Git branching strategies with a small team to develop a Drupal site

in flag

We're a small team (5-6 developers) building a Drupal 7 site. Previously, we've used Features (https://www.drupal.org/project/features) to export our configurations from development to production. We've relied largely on assigning developers discrete, unrelated tasks.

Our upcoming work has distinct, but related development. For example, I anticipate we'll need to add fields that will be used by two different tasks (for example, think about a date field for an event. One developer is working on the email invite and the other is working on the event display page). If we are able to anticipate this overlap, we'd be able to do this before either starts work.

However, if we don't realize a common need until after work has begun in separate branches per developer/feature, this becomes trickier. I believe that we would need to merge their branches together to access the common code-which defeats the point of us having separate branches in the first place.

Curious for what you'd suggest or has worked well in the past! Thanks!
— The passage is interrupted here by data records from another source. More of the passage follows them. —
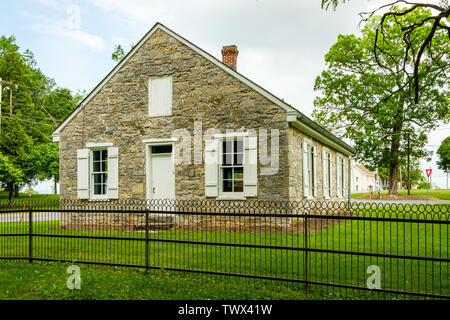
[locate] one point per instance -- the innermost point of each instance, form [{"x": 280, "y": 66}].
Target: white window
[
  {"x": 340, "y": 176},
  {"x": 231, "y": 167},
  {"x": 160, "y": 97},
  {"x": 98, "y": 172},
  {"x": 309, "y": 169},
  {"x": 326, "y": 158}
]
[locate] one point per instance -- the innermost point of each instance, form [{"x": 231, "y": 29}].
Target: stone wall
[
  {"x": 201, "y": 92},
  {"x": 296, "y": 167}
]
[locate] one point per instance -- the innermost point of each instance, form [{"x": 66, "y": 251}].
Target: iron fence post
[
  {"x": 30, "y": 235},
  {"x": 146, "y": 240}
]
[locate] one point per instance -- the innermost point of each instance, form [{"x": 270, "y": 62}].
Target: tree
[
  {"x": 119, "y": 53},
  {"x": 373, "y": 105},
  {"x": 444, "y": 156},
  {"x": 414, "y": 51},
  {"x": 34, "y": 110}
]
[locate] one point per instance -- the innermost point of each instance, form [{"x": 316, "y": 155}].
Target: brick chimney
[{"x": 229, "y": 56}]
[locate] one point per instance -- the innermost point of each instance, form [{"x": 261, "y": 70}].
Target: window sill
[{"x": 231, "y": 198}]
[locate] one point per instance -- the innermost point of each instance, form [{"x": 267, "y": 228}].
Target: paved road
[
  {"x": 37, "y": 216},
  {"x": 411, "y": 202}
]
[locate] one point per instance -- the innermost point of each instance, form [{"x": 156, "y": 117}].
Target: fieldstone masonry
[{"x": 201, "y": 92}]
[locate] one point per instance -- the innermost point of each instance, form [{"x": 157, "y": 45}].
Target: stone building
[
  {"x": 170, "y": 121},
  {"x": 363, "y": 180}
]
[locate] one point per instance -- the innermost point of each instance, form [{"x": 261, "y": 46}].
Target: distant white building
[{"x": 363, "y": 180}]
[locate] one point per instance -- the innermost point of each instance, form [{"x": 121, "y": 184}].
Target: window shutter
[
  {"x": 113, "y": 173},
  {"x": 250, "y": 166},
  {"x": 211, "y": 168},
  {"x": 160, "y": 97},
  {"x": 305, "y": 171},
  {"x": 83, "y": 173},
  {"x": 338, "y": 177},
  {"x": 325, "y": 174},
  {"x": 316, "y": 184}
]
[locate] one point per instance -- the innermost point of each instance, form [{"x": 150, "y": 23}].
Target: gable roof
[
  {"x": 364, "y": 170},
  {"x": 293, "y": 114}
]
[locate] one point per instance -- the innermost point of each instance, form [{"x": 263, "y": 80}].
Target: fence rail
[{"x": 317, "y": 246}]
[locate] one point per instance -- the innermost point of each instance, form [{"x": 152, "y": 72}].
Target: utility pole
[
  {"x": 1, "y": 90},
  {"x": 409, "y": 183},
  {"x": 10, "y": 101}
]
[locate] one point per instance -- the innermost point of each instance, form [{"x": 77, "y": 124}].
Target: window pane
[
  {"x": 96, "y": 166},
  {"x": 238, "y": 174},
  {"x": 227, "y": 186},
  {"x": 238, "y": 159},
  {"x": 238, "y": 146},
  {"x": 227, "y": 146},
  {"x": 96, "y": 155},
  {"x": 238, "y": 186},
  {"x": 97, "y": 178},
  {"x": 227, "y": 159},
  {"x": 227, "y": 173},
  {"x": 97, "y": 188}
]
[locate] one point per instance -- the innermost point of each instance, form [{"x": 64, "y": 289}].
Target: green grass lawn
[
  {"x": 40, "y": 280},
  {"x": 441, "y": 194},
  {"x": 34, "y": 197},
  {"x": 399, "y": 238}
]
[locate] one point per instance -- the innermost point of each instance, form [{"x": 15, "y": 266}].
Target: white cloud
[
  {"x": 82, "y": 38},
  {"x": 67, "y": 24}
]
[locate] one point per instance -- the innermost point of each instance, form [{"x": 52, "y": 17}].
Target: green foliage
[
  {"x": 444, "y": 155},
  {"x": 118, "y": 53},
  {"x": 424, "y": 185},
  {"x": 32, "y": 107},
  {"x": 8, "y": 172},
  {"x": 374, "y": 106}
]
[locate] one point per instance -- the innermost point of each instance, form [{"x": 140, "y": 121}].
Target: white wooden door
[{"x": 163, "y": 176}]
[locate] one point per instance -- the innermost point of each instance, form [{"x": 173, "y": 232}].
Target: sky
[{"x": 281, "y": 43}]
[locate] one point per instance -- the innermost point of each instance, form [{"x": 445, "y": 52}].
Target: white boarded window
[
  {"x": 160, "y": 97},
  {"x": 326, "y": 158}
]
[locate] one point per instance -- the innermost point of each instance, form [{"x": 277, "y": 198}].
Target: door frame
[{"x": 148, "y": 143}]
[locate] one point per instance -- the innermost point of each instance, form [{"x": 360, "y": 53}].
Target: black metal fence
[{"x": 357, "y": 250}]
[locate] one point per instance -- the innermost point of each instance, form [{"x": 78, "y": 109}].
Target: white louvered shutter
[
  {"x": 113, "y": 173},
  {"x": 212, "y": 168},
  {"x": 83, "y": 173},
  {"x": 250, "y": 167},
  {"x": 305, "y": 171}
]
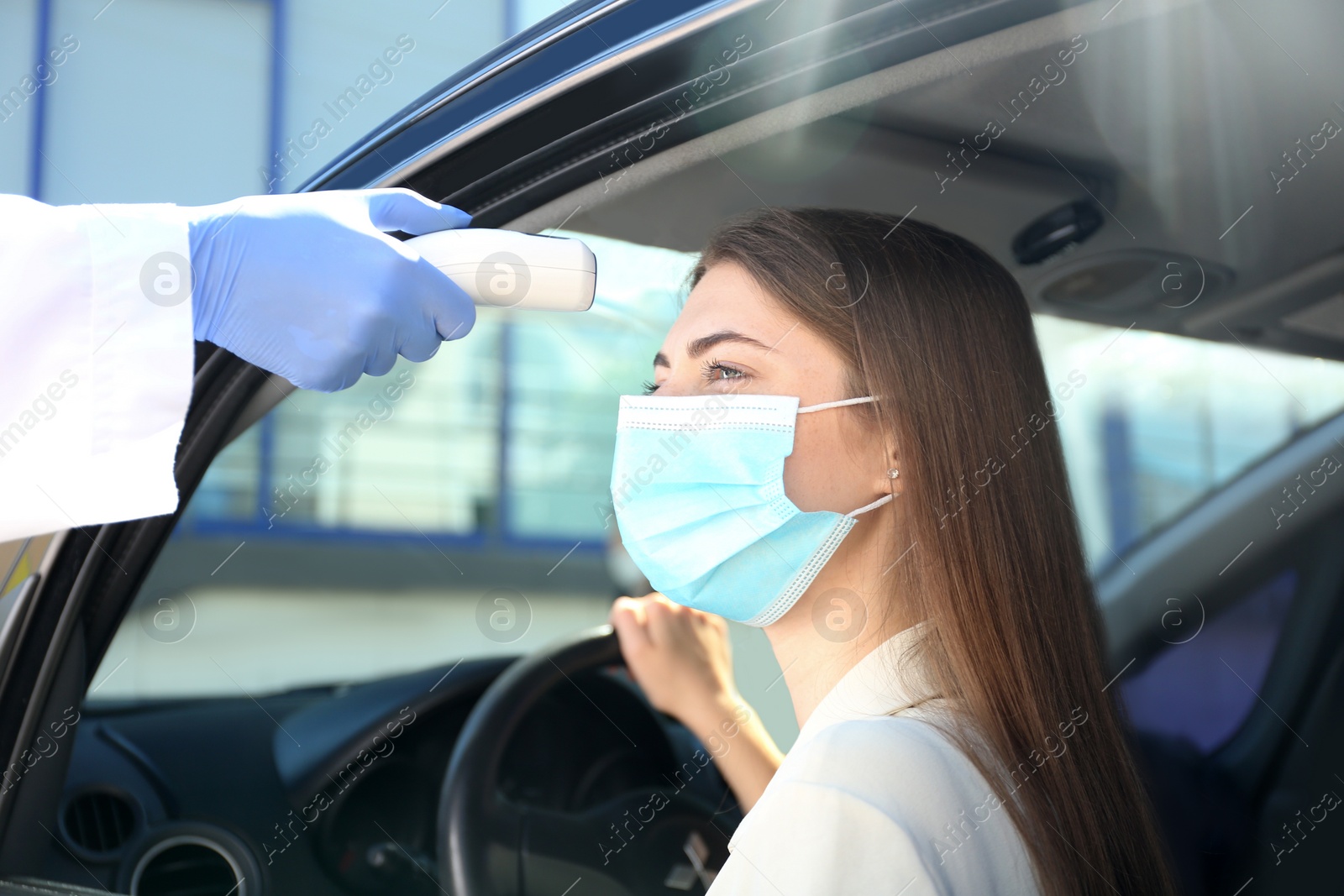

Note: I've identified these potential solutions, both with drawbacks:

  • Cherry pick commits. While this could be helpful, it's also likely that a cherry-picked commit will include extraneous changes beyond the narrow scope needed here. And it's just as likely that the single commit won't include all of the changes necessary (For example, if one commit created the feature, and a second created the field, you'd need to cherry pick both commits). This all seems to head for a merge headache down the road.

  • Create a folder within sites/all/features/ignore, manually transfer the needed features there from the other branch. Include this directory in .gitignore. I don't like that:

  1. This has our team sending features files all over outside of git,
  2. That it could introduce dependency errors if features are changed in the original, but not updated in the other places that they are used,
  3. That users may make changes to the ignored features that aren't moved into git,
  4. That switching between computers/development environments would lose these files
  5. That all related branches would need to be merged before deploying to production (which again, undermines the point of branching since these branches are now dependent on each other and would have to be released at once, rather than when ready/needed).
  • Another option is to make the change (export the feature needed or cherry-pick commits) to the parent branch (e.g., Develop or Develop-Feature) so that it's available to all child branches.
Jaypan avatar
de flag
This isn't the answer you are looking for, but in all honesty, I wouldn't suggest starting a new site on Drupal 7 at this point. Its EOL is Nov 2022, only a year and some from now. After that Drupal 7 won't receive security updates anymore, and the upgrade from D7 -> D8 is NOT easy. On top of this, the configuration management API in D8 is easier than D7 Features (https://www.morpht.com/blog/drupal-8-configuration-part-1-configuration-api). I'd recommend starting new sites in D9. Most every module has already upgraded from D8 -> D9 as the upgrade process is significantly easier.
Grayson Cooper avatar
in flag
Sorry for not clarifying! This isn't a new site. I've started new sites in D9, and agree that it is way easier/nicer, and while D9 can do 99% of what we need, the 1% is pretty key (mostly Rules related). We're building things in a D9 friendly way to mitigate the migration pains, while also trying to build some skill on our team to be comfortable with D9 (including, for example, moving to git). I imagine this question still applies to D9 sites (outside of features), and seems like cherry picking commits is the ideal approach.
leymannx avatar
ne flag
Consider Composerizing the site to manage contrib and core. Provide a way developers can easily sync the latest Live DB into their local site. Everytime a developer starts a new feature branch (or switches branches) or merges develop in to an existing feature branch they sync the latest Live DB into their local site and have to run `composer install`, `drush updb` and `drush fra`. Keep feature branches small, everybody must provide a merge/pull request with a stable state by the end of a working day. Ignore front-end build files from the repo. Leave that to the CI.
leymannx avatar
ne flag
Make Composer scripts, custom Drush commands, variable_get/_set() and hook_update_N() your best friends.
Kevin avatar
in flag
I can't think of a need for Rules as a blocker to upgrading. You can likely recreate many of those rules in a few lines of code/Events or use business rules.